Animal study indicates that a type of food poisoning bacterium known as Clostridium perfringens can develop Multiple Sclerosis damage in the brain.
Researchers from Weill Cornell Medical College in the United States, through lab tests in mice, found that a toxin made by a rare strain of C. perfringens is responsible for MS-like damage.
While the exact cause of Multiple sclerosis (MS) has not been identified yet, mixture of genetic and environmental factors seems to play significant role in this neurological disease.
MS is an inflammatory disease which sees the body’s immune system attack how nerves transmit signals to the rest of the body.

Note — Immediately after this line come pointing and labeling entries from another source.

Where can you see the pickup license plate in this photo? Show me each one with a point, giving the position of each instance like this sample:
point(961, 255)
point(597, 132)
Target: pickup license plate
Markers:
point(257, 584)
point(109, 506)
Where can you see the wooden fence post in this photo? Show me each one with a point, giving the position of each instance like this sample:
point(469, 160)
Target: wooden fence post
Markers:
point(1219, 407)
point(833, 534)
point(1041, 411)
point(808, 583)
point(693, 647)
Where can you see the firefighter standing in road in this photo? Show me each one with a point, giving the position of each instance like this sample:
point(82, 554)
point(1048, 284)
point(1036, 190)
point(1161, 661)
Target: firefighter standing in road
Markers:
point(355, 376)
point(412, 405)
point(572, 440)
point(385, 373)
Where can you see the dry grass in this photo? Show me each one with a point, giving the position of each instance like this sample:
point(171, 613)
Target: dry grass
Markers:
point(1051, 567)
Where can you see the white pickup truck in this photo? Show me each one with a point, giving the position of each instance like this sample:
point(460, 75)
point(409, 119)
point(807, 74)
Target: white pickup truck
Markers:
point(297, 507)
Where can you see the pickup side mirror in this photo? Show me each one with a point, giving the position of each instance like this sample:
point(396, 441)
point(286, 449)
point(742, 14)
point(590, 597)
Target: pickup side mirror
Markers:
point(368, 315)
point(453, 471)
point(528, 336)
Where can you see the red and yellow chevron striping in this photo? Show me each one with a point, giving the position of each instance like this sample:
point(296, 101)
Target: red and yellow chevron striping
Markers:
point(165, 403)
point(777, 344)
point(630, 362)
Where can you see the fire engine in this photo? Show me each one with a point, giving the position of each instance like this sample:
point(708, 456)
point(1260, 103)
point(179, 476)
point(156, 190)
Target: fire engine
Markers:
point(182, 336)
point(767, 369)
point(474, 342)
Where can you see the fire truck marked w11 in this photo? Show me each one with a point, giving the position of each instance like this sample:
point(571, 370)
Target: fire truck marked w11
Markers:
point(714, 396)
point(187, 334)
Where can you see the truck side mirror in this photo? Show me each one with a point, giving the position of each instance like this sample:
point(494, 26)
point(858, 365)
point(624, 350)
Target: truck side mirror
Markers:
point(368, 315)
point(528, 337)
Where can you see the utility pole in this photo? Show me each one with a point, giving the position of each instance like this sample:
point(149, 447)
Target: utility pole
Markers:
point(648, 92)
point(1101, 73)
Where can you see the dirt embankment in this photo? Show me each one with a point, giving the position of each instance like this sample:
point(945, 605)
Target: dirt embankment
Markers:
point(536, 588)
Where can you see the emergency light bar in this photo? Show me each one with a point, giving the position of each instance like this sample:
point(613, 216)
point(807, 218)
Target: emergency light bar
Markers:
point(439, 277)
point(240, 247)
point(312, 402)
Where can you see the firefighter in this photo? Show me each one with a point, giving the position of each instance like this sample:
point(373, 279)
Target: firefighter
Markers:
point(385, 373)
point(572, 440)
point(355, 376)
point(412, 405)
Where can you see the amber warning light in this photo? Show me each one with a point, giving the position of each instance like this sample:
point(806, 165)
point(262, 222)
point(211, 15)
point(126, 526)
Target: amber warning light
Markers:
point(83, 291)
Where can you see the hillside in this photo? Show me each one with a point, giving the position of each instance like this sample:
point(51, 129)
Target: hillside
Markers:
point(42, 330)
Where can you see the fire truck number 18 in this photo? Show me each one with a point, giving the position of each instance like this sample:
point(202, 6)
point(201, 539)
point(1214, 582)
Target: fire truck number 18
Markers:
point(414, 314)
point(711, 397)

C. perfringens, which is found in soil and contaminated undercooked meat, comes in different strains and a particular strain of the bacterium, Type B produces a toxin that can move through blood and enter the brain, according to the study report published in PLoS ONE.
The researchers observed that the toxin, called epsilon, crossed the blood-brain barrier and damaged myelin-producing cells, which is typical occurrence in MS patients.
“The findings are important because if it can be confirmed that epsilon toxin is a trigger of MS, a vaccine or antibody against the toxin might be able to halt or prevent this debilitating disease,” said the lead investigator Jennifer Linden.
“Though the findings now need to be validated in larger studies, discovering potential causes or triggers for MS could enable us to develop better treatments or even, one day, prevent the condition,” Head of Biomedical Research at the MS Society Dr Susan Kohlhaas stated.